68 points by ocamoss 7 hours ago


extr - 2 hours ago

Wow, quite surprising results. I have been working on a personal project with the astral stack (uv, ruff, ty) that's using extremely strict lint/type checking settings, you could call it an experiment in setting up a python codebase to work well with AI. I was not aware that ty's gaps were significant. I just tried with zuban + pyright. Both catch a half dozen issues that ty is ignoring. Zuban has one FP and one FN, pyright is 100% correct.

Looks like I will be converting to pyright. No disrespect to the astral team, I think they have been pretty careful to note that ty is still in early days. I'm sure I will return to it at some point - uv and ruff are excellent.

persedes - 5 hours ago

Article is a nice write up of https://htmlpreview.github.io/?https://github.com/python/typ...

(glad they include ty now)

pgwalsh - an hour ago

Using VSCodium I was having issues with python type checkers for quite a while. I did the basedpyright thing for a while but that was painful. It's a bit too based for me, and I'm not sure i'd call it based. Right now I have uv, ruff, and ty and I'm happy with it. It's super easy to update and super fast. I didn't realize the coverage wasn't as good as some others but I still like it. I may have to try pyrefly. Never heard of it until this post, so thank you.

martinky24 - 4 hours ago

I've been using ty on some previously untyped codebases at work. It does a good job of being fast and easy to use while catching many issues without being overly draconian.

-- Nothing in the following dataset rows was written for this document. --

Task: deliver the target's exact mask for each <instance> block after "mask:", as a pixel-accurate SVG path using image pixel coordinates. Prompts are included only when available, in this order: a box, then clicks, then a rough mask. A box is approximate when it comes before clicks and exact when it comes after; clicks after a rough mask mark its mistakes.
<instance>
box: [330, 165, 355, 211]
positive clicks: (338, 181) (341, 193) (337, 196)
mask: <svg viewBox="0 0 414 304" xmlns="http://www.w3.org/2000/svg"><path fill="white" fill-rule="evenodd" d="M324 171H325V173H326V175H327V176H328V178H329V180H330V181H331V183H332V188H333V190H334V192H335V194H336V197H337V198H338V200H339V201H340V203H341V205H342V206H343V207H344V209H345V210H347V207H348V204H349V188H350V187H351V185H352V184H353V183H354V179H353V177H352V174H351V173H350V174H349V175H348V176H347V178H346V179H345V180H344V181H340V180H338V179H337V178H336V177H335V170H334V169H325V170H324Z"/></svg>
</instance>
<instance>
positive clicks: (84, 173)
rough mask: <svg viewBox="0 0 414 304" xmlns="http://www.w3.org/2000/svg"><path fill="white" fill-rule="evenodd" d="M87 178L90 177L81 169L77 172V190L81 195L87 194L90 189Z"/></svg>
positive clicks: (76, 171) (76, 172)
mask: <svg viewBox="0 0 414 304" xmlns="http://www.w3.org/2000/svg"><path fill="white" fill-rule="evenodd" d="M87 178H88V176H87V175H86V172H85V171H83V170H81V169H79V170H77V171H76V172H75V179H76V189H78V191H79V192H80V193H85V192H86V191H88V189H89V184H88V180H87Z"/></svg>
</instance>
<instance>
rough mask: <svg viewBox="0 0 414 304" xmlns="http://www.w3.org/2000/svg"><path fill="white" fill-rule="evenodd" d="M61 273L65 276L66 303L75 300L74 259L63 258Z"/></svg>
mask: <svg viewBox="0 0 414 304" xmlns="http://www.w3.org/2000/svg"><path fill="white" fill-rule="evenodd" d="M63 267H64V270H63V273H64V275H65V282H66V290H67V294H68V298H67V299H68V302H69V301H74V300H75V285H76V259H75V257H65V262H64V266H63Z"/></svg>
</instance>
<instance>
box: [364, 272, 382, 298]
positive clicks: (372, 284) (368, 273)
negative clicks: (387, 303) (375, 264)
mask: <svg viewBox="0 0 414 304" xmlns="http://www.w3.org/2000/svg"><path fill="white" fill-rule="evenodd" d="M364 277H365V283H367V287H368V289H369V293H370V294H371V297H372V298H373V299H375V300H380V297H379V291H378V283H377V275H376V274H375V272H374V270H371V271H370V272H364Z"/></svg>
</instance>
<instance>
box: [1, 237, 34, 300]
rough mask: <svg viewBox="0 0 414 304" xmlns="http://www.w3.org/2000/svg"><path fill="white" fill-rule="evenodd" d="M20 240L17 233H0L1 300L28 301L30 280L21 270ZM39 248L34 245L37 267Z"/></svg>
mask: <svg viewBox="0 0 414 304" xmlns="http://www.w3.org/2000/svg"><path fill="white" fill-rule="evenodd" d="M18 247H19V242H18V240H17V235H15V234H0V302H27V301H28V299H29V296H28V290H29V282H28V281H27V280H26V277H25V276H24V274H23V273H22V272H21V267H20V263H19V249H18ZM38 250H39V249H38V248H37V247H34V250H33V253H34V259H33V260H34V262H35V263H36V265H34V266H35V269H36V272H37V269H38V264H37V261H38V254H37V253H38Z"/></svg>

My teammates who were writing untyped Python previously don't seem to mind it. It's a good addition to the ecosystem!

Scene_Cast2 - 4 hours ago

Are there any good static (i.e. not runtime) type checkers for arrays and tensors? E.g. "16x64x256 fp16" in numpy, pytorch, jax, cupy, or whatever framework. Would be pretty useful for ML work.

Pay08 - 4 hours ago

I still can't get over the utter idiocy in Python's type hints being decorative. In what world does x: int = "thing" not give someone in the standardisation process pause?